O guerreiro com forma dracônica começou a rir com força tamanha que quase se afogou. Alguns temeram que ele lançasse o sopro sombrio.
-Do que esta rindo, bafo de enxofre? – perguntou Valente do lado de Lacktum.
-Ora pequenino, me regozijo de dois fatos... Primeiro, por simplesmente quererem saber mais sobre o inimigo que esta mais próximo do que do verdadeiro oponente. Ele que surgiu em um período que entidades caminhavam entre nós.

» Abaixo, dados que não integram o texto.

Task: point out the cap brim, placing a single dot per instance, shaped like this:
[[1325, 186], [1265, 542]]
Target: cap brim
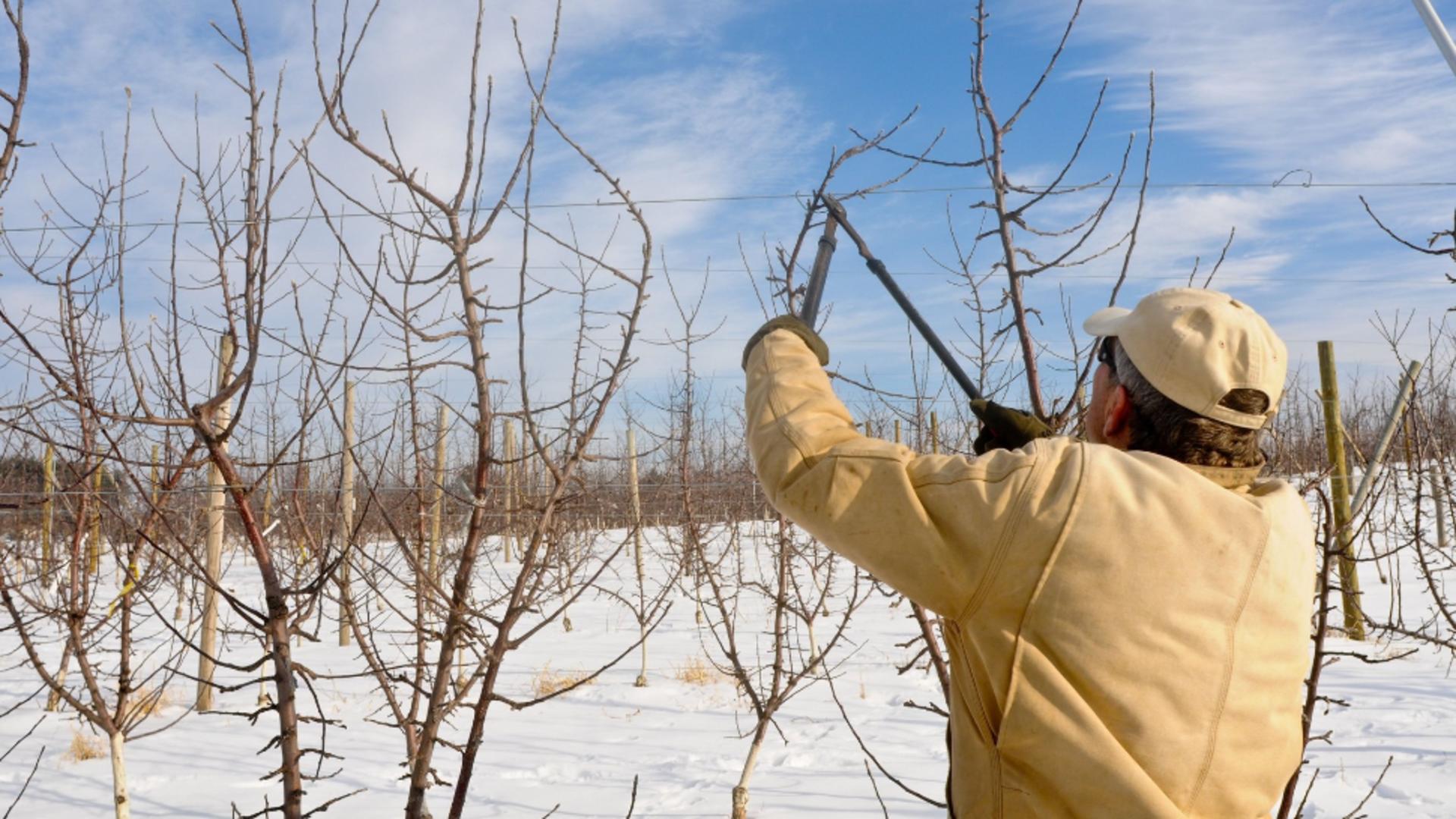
[[1107, 321]]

Vocês dificilmente compreenderão quando mais vencerão.
-Quer dizer que os seus mestres sabem que mal estão para despertar? Eles já deveriam saber, mas falaram o suficiente para nos deixar temerosos – questionou consigo mesmo o padre.
-Sim – sarcasticamente falou Marduk.
-E qual o segundo motivo de seus risos? – perguntou ajoelhado o mago inglês, enquanto fitava o marduk – Vocês sabem disso tudo sobre nós, mas se eles quisessem nos afetar de verdade bastaria disseminar o que sabem sobre nós quando nos encontraram. Isso pode ter haver com alguma coisa em relação com chegarmos intactos até aqui e do dragão dourado lá atrás não é?

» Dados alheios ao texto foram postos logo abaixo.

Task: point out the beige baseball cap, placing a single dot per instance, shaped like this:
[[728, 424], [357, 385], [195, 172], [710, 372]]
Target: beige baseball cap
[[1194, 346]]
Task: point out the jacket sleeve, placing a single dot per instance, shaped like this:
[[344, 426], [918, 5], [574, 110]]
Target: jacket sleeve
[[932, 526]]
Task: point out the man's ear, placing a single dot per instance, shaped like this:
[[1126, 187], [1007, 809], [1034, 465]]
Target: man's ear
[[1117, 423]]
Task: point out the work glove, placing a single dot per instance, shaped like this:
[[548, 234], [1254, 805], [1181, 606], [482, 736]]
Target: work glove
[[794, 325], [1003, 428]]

Todos olharam com estranheza para o mago. O meio dragão esboçou um sorriso.
-Como soube? – disse espantando e satisfeito o inimigo tombado.
-Deixaram o corpo de Lirah e Federick aqui. Mas isso só afeta a mim e Gustavo. Apesar de muitos conhecerem minha história no grupo ou ter combatido com o Salles que morreu. Mesmo com tudo que isso significa para nós, duvido que queiram só afetar dois desse grupo. Até agora confrontamos inimigos plantados pelo mestre deles Kalic Benton II. O dragão dourado não se encaixa em nenhum dos históricos do grupo. Ainda não sei o interesse desse mago mascarado em mim, ou como ele pretende atingir o paladino, mas esse filhote não parece fazer parte desse esquema. Algo esta errado aqui. Como se quisessem nos encurralar. Isso fica mais visível quando nos lembramos que eles não queiram nos matar. É o que...
-Nós fomos os únicos com real autorização de matar vocês – interrompeu Marduk.
-Como? – perguntou o paladino, voltando sua fúria contra o inimigo, que novamente foi aplacada pela força do guerreiro Tzorv que segurou ele – Do que fala abominação?
-O que quero falar é que todos os encontros em combate, mas terras inglesas, e até mais além, foram falsos. Todos tinham ordens expressas de não os atacar de forma fatal.

O mago que sempre falava tanto, de repente se calou. Talvez fosse algo que El já havia imaginado, mas se negou a acreditar. O inimigo estava um passo a frente deles, os Dragões da Justiça e brincava com eles.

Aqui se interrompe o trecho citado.